Uykumu almış halde gözlerimi araladım. Koyu yeşil bir yatakta üzerinde baharı simgeleyen çiçek ve böcek resimleri olan nevresimi üzerimden iteleyerek karnıma ağırlık vermeden kalkmaya çalıştım. Karnım çok büyümemiş olabilir ama yinede hissediyordum onun varlığını. Etrafımı, odayı inceledim burası benim odam değildi. Üzerimdeki çarşafı atıp yataktan kalktım.

"Gökçe, şu kıza bir bakar mısın? Hala uyuyorsa hastaneye götürelim."

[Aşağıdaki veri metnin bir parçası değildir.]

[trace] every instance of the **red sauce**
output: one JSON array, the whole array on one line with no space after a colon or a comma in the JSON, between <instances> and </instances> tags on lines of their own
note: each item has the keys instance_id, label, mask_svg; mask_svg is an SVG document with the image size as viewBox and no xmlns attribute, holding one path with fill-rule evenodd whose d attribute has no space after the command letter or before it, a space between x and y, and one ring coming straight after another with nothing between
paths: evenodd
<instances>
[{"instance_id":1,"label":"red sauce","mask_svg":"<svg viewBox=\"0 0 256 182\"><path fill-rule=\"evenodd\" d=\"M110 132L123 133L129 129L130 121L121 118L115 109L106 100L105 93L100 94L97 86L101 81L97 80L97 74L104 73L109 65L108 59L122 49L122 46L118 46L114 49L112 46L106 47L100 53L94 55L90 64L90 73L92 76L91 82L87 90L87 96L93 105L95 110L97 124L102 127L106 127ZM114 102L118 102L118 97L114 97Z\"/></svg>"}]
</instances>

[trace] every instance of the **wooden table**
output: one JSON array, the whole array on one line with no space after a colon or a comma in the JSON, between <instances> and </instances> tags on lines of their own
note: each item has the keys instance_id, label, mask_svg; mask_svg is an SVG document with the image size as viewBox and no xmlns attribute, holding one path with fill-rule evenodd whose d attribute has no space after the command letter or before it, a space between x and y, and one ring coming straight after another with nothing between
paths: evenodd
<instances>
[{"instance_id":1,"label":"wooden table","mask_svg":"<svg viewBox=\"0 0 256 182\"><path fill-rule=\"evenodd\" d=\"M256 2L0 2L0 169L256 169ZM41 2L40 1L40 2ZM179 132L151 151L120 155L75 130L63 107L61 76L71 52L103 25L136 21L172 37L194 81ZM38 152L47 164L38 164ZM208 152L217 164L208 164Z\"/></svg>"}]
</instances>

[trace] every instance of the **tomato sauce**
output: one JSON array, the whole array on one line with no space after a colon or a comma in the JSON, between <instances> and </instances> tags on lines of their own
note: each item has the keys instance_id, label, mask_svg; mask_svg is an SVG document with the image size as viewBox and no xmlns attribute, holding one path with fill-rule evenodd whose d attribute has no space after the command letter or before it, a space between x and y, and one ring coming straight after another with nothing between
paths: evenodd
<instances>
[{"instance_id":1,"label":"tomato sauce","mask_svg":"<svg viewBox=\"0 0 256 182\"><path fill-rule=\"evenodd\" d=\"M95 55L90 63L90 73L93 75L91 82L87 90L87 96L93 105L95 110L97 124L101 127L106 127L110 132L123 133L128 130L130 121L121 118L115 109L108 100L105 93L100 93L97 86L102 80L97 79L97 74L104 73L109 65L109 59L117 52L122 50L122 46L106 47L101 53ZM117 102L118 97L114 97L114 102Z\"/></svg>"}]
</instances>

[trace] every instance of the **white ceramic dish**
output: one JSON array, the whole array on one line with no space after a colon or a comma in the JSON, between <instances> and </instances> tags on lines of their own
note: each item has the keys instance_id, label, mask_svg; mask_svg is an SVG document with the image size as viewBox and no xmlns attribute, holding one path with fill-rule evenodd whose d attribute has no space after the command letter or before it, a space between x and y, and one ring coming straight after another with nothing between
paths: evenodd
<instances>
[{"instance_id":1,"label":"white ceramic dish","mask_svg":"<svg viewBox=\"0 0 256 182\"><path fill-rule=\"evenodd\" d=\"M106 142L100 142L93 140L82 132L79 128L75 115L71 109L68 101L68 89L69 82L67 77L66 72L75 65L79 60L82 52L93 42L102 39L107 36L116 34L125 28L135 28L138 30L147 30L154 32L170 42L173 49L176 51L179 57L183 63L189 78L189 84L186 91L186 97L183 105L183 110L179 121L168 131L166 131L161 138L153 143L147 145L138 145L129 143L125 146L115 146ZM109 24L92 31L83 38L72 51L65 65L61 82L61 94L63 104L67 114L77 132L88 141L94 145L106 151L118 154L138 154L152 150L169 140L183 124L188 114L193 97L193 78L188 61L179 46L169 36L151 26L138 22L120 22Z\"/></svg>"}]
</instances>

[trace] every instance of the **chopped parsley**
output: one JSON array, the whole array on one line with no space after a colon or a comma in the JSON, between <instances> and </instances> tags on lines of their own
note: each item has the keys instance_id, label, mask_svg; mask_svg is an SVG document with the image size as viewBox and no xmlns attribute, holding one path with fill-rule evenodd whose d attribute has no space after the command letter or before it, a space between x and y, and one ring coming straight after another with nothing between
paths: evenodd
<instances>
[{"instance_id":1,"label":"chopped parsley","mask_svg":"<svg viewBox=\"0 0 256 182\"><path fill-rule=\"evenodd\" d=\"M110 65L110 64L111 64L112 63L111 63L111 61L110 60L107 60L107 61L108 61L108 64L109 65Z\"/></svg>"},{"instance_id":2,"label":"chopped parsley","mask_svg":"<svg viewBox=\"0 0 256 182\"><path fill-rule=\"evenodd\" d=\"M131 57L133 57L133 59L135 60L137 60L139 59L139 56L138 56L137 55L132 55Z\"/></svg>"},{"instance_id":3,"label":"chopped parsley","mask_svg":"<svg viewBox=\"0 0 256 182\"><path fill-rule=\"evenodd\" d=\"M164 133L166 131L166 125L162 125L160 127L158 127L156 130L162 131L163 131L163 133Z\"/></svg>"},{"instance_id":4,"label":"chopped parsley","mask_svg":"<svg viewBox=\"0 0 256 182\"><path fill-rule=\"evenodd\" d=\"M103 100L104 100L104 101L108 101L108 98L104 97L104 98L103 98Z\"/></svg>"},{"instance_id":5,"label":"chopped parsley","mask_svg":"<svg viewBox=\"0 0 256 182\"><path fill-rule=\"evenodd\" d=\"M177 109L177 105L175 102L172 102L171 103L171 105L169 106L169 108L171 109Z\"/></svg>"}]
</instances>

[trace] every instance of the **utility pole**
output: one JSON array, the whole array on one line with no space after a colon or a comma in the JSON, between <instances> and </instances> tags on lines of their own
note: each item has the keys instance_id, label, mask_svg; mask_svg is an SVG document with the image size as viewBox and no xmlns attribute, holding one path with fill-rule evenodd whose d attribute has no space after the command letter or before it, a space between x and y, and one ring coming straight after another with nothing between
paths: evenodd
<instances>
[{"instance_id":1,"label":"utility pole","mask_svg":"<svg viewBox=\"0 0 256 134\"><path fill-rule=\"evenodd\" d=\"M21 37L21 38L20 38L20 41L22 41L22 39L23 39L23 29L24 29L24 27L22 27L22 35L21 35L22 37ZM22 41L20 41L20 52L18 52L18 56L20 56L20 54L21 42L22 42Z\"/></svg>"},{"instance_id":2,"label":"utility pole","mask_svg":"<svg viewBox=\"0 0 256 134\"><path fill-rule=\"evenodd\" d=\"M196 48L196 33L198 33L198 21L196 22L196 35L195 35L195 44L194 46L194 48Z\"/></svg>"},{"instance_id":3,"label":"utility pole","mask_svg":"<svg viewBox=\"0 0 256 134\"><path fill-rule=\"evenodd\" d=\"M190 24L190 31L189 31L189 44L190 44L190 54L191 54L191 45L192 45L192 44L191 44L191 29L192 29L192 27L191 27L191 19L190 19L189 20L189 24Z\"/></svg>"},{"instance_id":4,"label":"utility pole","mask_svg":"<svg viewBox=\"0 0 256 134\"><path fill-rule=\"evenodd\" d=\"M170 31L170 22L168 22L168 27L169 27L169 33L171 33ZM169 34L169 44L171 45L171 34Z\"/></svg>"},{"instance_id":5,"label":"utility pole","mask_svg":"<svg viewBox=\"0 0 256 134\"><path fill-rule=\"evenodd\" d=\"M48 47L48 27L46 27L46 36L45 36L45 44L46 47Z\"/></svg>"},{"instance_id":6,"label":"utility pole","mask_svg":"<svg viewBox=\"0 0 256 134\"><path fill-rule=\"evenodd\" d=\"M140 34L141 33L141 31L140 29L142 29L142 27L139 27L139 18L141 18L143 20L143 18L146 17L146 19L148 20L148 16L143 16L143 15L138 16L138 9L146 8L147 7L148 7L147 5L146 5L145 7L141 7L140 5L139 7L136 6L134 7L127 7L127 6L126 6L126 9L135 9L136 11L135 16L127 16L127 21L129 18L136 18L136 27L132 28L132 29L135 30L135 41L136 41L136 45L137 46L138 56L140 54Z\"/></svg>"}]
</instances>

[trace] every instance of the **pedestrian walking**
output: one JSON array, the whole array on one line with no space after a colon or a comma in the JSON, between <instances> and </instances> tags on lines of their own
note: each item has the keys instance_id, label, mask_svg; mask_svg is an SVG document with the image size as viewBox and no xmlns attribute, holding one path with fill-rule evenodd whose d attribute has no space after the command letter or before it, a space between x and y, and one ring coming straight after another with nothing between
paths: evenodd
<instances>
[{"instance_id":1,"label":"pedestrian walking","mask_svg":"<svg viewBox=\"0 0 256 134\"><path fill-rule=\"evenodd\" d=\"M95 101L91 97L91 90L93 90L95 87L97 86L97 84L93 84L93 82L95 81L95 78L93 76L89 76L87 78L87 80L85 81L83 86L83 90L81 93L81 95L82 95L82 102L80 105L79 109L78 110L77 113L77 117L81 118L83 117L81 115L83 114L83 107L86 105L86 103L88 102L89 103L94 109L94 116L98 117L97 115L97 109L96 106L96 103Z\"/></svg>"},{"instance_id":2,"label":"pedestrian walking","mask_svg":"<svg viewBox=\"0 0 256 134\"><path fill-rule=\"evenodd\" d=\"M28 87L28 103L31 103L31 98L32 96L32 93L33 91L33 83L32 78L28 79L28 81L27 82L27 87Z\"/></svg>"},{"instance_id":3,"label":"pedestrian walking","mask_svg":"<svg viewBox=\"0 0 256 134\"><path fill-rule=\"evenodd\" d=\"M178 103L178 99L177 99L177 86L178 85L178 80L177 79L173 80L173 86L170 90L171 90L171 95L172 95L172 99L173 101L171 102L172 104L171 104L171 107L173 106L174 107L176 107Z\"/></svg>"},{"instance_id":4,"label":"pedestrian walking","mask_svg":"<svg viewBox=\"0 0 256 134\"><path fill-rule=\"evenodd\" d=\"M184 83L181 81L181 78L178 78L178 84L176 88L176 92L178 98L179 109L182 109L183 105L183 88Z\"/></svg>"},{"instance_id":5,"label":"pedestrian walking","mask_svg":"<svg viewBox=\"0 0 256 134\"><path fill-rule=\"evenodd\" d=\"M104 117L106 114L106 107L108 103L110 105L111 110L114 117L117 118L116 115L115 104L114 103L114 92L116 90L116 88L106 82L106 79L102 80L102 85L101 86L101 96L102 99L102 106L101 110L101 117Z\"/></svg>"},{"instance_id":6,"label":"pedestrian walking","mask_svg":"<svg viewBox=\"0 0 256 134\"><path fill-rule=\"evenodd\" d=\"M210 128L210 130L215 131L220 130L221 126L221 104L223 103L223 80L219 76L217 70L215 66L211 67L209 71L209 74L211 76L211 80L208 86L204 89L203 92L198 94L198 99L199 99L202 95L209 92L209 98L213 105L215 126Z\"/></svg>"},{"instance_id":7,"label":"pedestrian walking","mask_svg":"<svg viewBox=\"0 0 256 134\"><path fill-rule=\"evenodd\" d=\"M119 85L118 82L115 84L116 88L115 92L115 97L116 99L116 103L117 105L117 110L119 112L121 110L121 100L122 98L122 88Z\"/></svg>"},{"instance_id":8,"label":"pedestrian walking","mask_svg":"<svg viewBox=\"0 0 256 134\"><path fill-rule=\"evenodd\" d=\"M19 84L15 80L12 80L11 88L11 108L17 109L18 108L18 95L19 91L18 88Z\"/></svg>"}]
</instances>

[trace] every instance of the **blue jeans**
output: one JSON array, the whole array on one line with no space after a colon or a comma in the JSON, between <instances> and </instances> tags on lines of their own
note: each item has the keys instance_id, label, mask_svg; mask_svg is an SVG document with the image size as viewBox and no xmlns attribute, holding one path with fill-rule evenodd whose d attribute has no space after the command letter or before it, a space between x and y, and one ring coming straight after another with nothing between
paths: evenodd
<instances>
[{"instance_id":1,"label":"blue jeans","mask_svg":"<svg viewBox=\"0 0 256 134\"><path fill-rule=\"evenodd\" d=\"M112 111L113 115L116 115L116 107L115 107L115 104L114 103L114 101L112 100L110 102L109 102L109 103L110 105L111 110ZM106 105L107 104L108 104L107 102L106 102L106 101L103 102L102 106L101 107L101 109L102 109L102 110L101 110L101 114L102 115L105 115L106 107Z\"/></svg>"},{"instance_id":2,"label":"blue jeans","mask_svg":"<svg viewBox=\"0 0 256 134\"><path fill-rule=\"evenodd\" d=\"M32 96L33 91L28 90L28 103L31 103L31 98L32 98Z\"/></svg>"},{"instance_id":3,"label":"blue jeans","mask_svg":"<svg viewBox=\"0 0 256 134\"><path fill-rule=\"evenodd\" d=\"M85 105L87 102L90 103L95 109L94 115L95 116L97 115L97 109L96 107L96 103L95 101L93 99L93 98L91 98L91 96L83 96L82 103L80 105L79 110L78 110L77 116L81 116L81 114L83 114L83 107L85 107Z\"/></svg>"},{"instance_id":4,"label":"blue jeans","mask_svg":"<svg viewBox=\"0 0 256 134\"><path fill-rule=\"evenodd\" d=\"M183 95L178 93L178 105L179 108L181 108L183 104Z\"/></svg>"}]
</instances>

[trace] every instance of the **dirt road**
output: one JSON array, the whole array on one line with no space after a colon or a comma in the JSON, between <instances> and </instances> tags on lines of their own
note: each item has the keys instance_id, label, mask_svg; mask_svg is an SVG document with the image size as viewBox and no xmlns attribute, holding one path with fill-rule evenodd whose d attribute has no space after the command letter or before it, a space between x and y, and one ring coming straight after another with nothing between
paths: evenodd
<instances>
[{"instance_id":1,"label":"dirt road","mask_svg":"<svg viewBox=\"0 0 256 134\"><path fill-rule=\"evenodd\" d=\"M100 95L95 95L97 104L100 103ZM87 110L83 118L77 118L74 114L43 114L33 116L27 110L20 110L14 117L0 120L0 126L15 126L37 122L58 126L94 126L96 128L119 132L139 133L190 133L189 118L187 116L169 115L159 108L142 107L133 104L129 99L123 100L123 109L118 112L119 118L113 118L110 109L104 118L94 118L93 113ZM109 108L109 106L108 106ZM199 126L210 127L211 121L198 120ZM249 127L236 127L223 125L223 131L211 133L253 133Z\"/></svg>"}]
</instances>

"Ta-mam  bakıyorum!" Odanın dışından uzak olmayacak kadar net olmayan sesler geliyordu. Bunlarda kim? ben neredeyim?

İsminin Gökçe olduğunu öğrendiğim kız, kapıyı açtı. Göz göze geldik, şaşırdı. sanırım birazda korktu. Kısa, dalgalı ve kahverengi saçları, deniz mavisi gözleri, oldukça kalın dudak ve abartısız makyajıyla mankene benziyordu çok güzel bir kızdı. Sanırım benden iki, üç yaş büyük olmalı bilmiyorum.

Gülümsedi.

"Uyanmışsın! Neşeli sesiyle önüme bir adım attı.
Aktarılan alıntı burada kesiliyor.